De la tormenta al tiebreak
El arranque fue un vendaval en contra. Andreeva, sin complejos, castigó el segundo servicio de Gauff, tomó la pelota temprano y la desbordó por ritmo y precisión. El 2-6 reflejó con crudeza lo que se veía: la cuarta cabeza de serie desajustada, superada, sin encontrar ni ángulos ni primeros saques.
El segundo set fue otra historia, aunque igual de caótica. Gauff logró el quiebre, lo perdió. Volvió a adelantarse, volvió a ceder. El partido se llenó de errores, dudas, gestos de frustración. Era más una batalla mental que un intercambio de golpes limpios.
La estadounidense se aferró al marcador, empujada por un público totalmente volcado. Llegó el tiebreak y ahí se jugó todo. Andreeva dispuso de dos puntos de partido. Dos oportunidades para silenciar Arthur Ashe. Gauff las borró con coraje, piernas y un par de decisiones valientes en la red.
Con 9-7 en el desempate, el estadio explotó. El partido cambiaba de dueño.
Inspiración de Frances Tiafoe y reacción definitiva
Gauff no escondió después de dónde sacó parte de esa energía. Recordó la remontada de su compatriota Frances Tiafoe ante Alex Michelsen el martes por la noche y la convirtió en combustible propio.
“Al final del primer set estaba pensando en Frances y en cómo remontó ayer”, admitió. “Todos queremos hacerlo bien delante de este público. Sinceramente, solo intentaba dejar la pista sin remordimientos”.

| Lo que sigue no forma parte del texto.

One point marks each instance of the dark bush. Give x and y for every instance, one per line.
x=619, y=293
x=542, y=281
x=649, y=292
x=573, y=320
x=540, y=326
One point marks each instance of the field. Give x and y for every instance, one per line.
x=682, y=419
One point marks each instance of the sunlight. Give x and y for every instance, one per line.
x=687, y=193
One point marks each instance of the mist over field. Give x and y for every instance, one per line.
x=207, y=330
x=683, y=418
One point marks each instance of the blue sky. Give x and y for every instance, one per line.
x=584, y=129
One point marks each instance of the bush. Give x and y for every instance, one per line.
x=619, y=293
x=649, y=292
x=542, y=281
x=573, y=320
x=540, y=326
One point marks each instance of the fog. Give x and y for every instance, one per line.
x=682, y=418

En el tercero, ya con el viento a favor, la dos veces campeona de Grand Slam se asentó. Ajustó el resto, limpió su juego, redujo errores y empezó a castigar el físico y la confianza de Andreeva. El 6-2 final tuvo algo de liberación: la versión sólida que no había aparecido al inicio por fin se impuso.

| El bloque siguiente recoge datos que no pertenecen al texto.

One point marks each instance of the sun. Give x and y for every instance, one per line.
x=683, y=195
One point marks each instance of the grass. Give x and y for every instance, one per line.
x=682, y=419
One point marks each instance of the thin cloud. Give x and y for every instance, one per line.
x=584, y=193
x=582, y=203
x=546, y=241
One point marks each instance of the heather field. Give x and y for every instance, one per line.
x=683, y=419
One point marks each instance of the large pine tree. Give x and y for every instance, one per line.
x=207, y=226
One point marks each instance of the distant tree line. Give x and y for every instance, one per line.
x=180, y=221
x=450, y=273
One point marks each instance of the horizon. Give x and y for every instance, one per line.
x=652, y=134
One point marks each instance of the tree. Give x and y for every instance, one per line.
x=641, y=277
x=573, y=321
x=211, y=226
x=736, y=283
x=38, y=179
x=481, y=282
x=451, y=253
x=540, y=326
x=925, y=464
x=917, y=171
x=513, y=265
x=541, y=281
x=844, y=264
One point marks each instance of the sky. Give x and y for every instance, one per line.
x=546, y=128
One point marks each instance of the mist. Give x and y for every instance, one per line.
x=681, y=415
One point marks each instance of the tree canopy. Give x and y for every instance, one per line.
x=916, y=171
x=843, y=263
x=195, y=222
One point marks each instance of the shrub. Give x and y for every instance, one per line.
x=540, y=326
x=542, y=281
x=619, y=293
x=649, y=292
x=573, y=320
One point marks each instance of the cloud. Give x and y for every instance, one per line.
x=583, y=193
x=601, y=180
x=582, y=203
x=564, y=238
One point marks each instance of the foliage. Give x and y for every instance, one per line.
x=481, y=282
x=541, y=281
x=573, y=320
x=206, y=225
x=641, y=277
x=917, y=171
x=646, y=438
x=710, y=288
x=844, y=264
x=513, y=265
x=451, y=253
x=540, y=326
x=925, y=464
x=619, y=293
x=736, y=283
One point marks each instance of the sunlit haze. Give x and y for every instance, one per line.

La victoria la coloca en semifinales de un grande por segundo torneo consecutivo y supone su primera presencia entre las cuatro mejores en Nueva York desde el título conquistado en 2023. No es solo continuidad; es confirmación de estatus.

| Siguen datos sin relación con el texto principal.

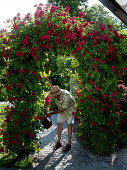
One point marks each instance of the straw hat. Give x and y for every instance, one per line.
x=55, y=91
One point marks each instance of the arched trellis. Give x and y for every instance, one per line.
x=26, y=53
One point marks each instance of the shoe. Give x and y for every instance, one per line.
x=67, y=147
x=57, y=145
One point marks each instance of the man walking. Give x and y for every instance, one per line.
x=66, y=104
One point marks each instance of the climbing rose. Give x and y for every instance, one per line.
x=80, y=14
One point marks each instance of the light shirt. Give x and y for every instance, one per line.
x=66, y=101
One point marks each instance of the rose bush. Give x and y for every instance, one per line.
x=27, y=52
x=99, y=67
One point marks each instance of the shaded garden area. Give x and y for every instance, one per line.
x=97, y=59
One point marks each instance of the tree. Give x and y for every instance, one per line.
x=99, y=13
x=74, y=5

Un cuadro histórico y una número uno en camino
El cruce ante Elena Rybakina añade un matiz especial. La kazaja, segunda cabeza de serie y próxima número uno del mundo, también tuvo que remar. Por primera vez en el torneo perdió un set y llegó a ir con un break en contra en el parcial definitivo, pero terminó derrotando a Zheng Qinwen por 3-6, 6-1, 6-4.
Rybakina llega con un tenis pesado, directo, acostumbrada a los escenarios grandes. Gauff, con la memoria fresca de un partido en el que sobrevivió más por carácter que por brillantez. El choque promete tensión y cambios de mando.
El dato subraya la magnitud del momento: es la primera vez desde Wimbledon 2009 que las cuatro primeras cabezas de serie alcanzan las semifinales de un Grand Slam en el cuadro femenino. A Aryna Sabalenka y Jessica Pegula, clasificadas el martes, se suman ahora Gauff y Rybakina.
El torneo, por fin, enfrenta a las jerarquías que el ranking anunciaba. Y en medio de ese póker de favoritas, Coco Gauff ya ha demostrado que, incluso contra las cuerdas, no piensa entregar fácilmente la corona de Nueva York.